Tutorial

This overarching tutorial describes how to solve an optimization problem with Fides. It further provides performance tips for computationally intensive objective functions.

Input - a Function to Minimize

Fides requires a function to minimize, its gradient and optionally its Hessian. In this tutorial, we use the nonlinear Rosenbrock function:

\[f(x_1, x_2) = (1.0 - x_1)^2 + 100.0(x_2 - x_1^2)^2\]

The objective function is expected to take a vector input and return a scalar:

function f(x)
    return (1.0 - x[1])^2 + 100.0 * (x[2] - x[1]^2)^2
end

Where x may be either a Vector or a ComponentVector from ComponentArrays.jl. Fides also requires a gradient function, and optionally a Hessian function. In this example, for convenience we compute both via automatic differentiation using ForwardDiff.jl:

using ForwardDiff
grad! = (g, x) -> ForwardDiff.gradient!(g, f, x)
hess! = (H, x) -> ForwardDiff.hessian!(H, f, x)

Both the gradient and Hessian functions are expected to be in-place on the form; grad!(g, x) and hess!(H, x).

Optimization with a Hessian Approximation

Given an objective function and its gradient, the optimization is performed in a two-step procedure. First, a FidesProblem is created.

using Fides
lb = [-2.0, -2.0]
ub = [ 2.0,  2.0]
x0 = [ 2.0,  2.0]
prob = FidesProblem(f, grad!, x0; lb = lb, ub = ub)

FidesProblem with 2 parameters to estimate

Where x0 is the initial guess for parameter estimation, and lb and ub are the lower and upper parameter bounds (defaulting to -Inf and Inf if unspecified). The problem is then minimized by calling solve. When the Hessian is unavailable or too expensive to compute, a Hessian approximation is provided during this step:

sol = solve(prob, Fides.BFGS())

FidesSolution
---------------- Summary ---------------
min(f)                = 2.16e-13
Parameters estimated  = 2
Optimiser iterations  = 22
Runtime               = 2.2e-02s

Several Hessian approximations are supported (see the API), and BFGS generally performs well. Additional tuning options can be set by providing a FidesOptions struct via the options keyword in solve, and a full list of available options can be found in the API documentation.

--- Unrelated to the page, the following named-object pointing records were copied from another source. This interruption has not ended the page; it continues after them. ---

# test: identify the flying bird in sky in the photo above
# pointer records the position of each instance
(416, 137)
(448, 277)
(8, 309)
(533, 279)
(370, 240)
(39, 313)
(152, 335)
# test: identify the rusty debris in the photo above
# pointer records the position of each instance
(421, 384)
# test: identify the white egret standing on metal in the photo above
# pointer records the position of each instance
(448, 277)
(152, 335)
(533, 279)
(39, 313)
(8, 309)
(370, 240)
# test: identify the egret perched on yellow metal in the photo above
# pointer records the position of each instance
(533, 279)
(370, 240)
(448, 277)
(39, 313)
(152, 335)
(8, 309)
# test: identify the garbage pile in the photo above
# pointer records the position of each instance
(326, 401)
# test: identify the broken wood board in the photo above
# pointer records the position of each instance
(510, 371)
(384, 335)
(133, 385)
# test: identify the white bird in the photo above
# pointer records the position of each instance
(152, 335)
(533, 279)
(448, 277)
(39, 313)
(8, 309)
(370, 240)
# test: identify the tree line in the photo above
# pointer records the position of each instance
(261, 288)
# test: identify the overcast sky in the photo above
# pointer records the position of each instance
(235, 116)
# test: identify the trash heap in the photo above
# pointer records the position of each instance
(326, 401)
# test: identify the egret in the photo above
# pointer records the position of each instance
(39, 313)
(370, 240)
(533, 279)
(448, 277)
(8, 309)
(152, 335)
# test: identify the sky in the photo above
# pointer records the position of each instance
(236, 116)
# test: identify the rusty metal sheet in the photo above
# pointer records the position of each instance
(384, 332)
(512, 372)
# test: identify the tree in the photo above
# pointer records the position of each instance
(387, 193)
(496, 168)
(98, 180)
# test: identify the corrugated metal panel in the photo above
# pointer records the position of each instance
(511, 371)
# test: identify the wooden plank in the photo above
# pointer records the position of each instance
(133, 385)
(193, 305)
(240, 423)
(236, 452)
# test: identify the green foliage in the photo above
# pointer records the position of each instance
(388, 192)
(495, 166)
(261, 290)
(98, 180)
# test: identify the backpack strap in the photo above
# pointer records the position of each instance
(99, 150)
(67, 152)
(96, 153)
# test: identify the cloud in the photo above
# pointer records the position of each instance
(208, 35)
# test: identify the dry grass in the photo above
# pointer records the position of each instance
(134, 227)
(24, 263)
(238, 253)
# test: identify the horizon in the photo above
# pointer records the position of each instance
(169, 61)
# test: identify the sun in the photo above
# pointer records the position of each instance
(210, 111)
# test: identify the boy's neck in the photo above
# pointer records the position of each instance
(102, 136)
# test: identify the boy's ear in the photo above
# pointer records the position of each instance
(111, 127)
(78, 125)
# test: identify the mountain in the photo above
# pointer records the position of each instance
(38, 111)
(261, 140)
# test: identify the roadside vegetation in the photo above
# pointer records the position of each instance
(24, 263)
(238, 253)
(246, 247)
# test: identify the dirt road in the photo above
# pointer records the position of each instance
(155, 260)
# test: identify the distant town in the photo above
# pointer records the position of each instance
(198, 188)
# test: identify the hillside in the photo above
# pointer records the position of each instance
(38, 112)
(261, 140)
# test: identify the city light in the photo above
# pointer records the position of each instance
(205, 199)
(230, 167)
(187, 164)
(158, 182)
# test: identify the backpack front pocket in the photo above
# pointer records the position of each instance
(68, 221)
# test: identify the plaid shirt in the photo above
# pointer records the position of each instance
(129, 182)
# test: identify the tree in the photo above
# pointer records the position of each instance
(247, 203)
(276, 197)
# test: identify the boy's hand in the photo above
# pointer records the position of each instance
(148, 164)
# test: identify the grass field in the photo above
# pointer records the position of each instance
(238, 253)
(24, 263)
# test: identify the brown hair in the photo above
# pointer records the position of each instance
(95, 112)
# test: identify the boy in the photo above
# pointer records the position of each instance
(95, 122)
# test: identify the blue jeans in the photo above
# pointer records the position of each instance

Optimization with a User-Provided Hessian

If the Hessian (or a suitable approximation such as the Gauss–Newton approximation) is available, providing it can improve convergence. To provide a Hessian function to FidesProblem do:

prob = FidesProblem(f, grad!, x0; hess! = hess!, lb = lb, ub = ub)

Then, when solving the problem use the Fides.CustomHessian() Hessian option:

sol = solve(prob, Fides.CustomHessian())

FidesSolution
---------------- Summary ---------------
min(f)                = 3.59e-22
Parameters estimated  = 2
Optimiser iterations  = 17
Runtime               = 1.3e-02s

Performance tip: Computing Derivatives and Objective Simultaneously

Internally, the objective function and its derivatives are computed simultaneously by Fides. Hence, runtime can be reduced if is is possible to reuse intermediate quantities between the objective and derivative computations. To take advantage of this, a FidesProblem can be created with a function that computes the objective and gradient (and optionally the Hessian) for a given input. For example, when only the gradient is available:

function fides_obj(x)
    obj = f(x)
    g   = ForwardDiff.gradient(f, x)
    return (obj, g)
end

prob = FidesProblem(fides_obj, x0; lb = lb, ub = ub)
sol = solve(prob, Fides.BFGS())

FidesSolution
---------------- Summary ---------------
min(f)                = 2.16e-13
Parameters estimated  = 2
Optimiser iterations  = 22
Runtime               = 2.2e-02s

When a Hessian function is available, do:

function fides_obj(x)
    obj = f(x)
    g   = ForwardDiff.gradient(f, x)
    H   = ForwardDiff.hessian(f, x)
    return (obj, g, H)
end

prob = FidesProblem(fides_obj, x0; lb = lb, ub = ub)
sol = solve(prob, Fides.CustomHessian())

FidesSolution
---------------- Summary ---------------
min(f)                = 3.59e-22
Parameters estimated  = 2
Optimiser iterations  = 17
Runtime               = 1.3e-02s

In this simple example, no runtime benefit is obtained as no quantities are reused between objective and derivative computations. However, if quantities can be reused (for example, when gradients are computed for ODE models), runtime can be noticeably reduced.